Secondly, even the widespread recognition that a system is failing does not, on its own, ensure that it will be replaced. Some sort of spark is needed to ignite change. Since 2008, very few people have believed that neoliberal capitalism is fit for purpose, and yet in many ways the world has continued as if nothing had changed. Even a wave of popular dissent spreading from Cairo and Athens to Harare and Santiago did not manage to dislodge the status quo. It seems to have taken a global pandemic to finally overturn 40 years of received wisdom.
The end of neoliberal orthodoxy
Britain - and in particular its ruling party - has had to make a greater ideological leap than most to meet the challenges of the moment. Much will be written with the benefit of hindsight about how neoliberal solutions, refined by the British Conservatives of the 1980s before being exported around the world, so suddenly became inadequate at home.
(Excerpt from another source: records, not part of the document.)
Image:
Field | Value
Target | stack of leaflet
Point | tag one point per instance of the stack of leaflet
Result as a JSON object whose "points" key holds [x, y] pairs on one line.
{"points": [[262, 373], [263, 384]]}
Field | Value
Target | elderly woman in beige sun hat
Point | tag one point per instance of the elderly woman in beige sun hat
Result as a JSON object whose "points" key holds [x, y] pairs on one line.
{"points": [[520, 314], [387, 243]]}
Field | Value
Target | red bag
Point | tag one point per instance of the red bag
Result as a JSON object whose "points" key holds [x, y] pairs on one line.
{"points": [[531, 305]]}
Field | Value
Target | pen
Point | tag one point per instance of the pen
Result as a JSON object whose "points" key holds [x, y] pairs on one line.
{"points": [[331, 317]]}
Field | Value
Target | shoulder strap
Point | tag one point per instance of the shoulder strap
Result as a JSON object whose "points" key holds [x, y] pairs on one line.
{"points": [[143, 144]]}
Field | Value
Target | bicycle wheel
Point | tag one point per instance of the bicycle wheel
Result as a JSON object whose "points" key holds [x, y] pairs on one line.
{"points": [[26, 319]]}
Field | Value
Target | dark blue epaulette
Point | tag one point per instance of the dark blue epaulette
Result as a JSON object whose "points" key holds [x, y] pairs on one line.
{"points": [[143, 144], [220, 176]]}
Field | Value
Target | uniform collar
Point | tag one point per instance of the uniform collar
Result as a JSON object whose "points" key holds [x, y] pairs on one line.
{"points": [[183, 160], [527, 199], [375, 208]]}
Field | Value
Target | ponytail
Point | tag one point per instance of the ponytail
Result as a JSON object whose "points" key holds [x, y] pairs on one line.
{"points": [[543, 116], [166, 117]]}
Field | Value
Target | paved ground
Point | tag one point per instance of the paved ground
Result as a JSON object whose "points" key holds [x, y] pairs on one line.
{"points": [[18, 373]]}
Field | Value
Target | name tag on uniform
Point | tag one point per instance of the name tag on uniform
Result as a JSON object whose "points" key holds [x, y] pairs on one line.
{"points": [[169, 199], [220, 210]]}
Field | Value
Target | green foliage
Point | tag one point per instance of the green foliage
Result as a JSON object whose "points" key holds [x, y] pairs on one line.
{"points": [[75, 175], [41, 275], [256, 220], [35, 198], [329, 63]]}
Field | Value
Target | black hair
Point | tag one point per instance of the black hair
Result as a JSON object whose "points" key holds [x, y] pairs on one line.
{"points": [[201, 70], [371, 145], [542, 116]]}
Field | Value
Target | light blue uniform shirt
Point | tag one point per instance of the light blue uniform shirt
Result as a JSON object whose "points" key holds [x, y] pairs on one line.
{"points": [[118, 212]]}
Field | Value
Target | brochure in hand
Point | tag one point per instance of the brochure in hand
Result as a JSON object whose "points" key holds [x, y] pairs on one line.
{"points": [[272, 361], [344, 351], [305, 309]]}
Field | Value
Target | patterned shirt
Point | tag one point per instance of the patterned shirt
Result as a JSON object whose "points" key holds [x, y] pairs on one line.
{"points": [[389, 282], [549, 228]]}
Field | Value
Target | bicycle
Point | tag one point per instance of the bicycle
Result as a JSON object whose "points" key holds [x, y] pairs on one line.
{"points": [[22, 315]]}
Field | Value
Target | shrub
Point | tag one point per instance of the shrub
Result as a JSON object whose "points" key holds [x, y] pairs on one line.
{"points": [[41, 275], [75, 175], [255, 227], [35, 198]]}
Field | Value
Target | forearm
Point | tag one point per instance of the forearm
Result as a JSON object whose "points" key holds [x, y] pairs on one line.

From an initial look, however, we can discern two sources of inspiration for the new wave of policymaking. One is undoubtedly old-fashioned social democracy, as manifested in the UK and much of the rest of western Europe immediately after the Second World War. Like their forebears who constructed the post-war order, this generation of politicians has stumbled onto a fundamentally Keynesian intuition: even if the market is the most efficient means of distributing goods and services in normal times, during periods of crisis some degree of central planning becomes inevitable.
The other inspiration is the blend of ideas that has emerged in recent years under the rubric of the ‘new economics’. Incubated in think-tanks such as the New Economics Foundation in the UK and the Democracy Collaborative in the USA, and including academic luminaries like Thomas Piketty and Mariana Mazzucato, the new economics is imagining alternatives beyond neoliberalism which foreground social and environmental goods. A good example of madness transformed into common sense is the proposal for a universal basic income, where everyone in a given society would receive a flat-rate payment from the state in addition to any private income or welfare provision. Long derided by the mainstream Right as unworkable and/or immoral, Sunak’s income support policy has suddenly brought that possibility much closer. With an unprecedented appetite for public spending, now would be a perfect moment to experiment with new ideas.
It is far too soon to say what Britain will look like when it finally emerges from the coronavirus crisis. Already, however, it is clear that there can be no return to the status quo ante. The definitive question in world politics in the coming years will be how some countries succeeded in protecting life while others so dramatically failed. In its response to the pandemic, the British government has already tacitly accepted that the neoliberal orthodoxy of the last four decades is finished. When the time comes to rebuild, we should have the humility to learn from others and the bravery to imagine an alternative.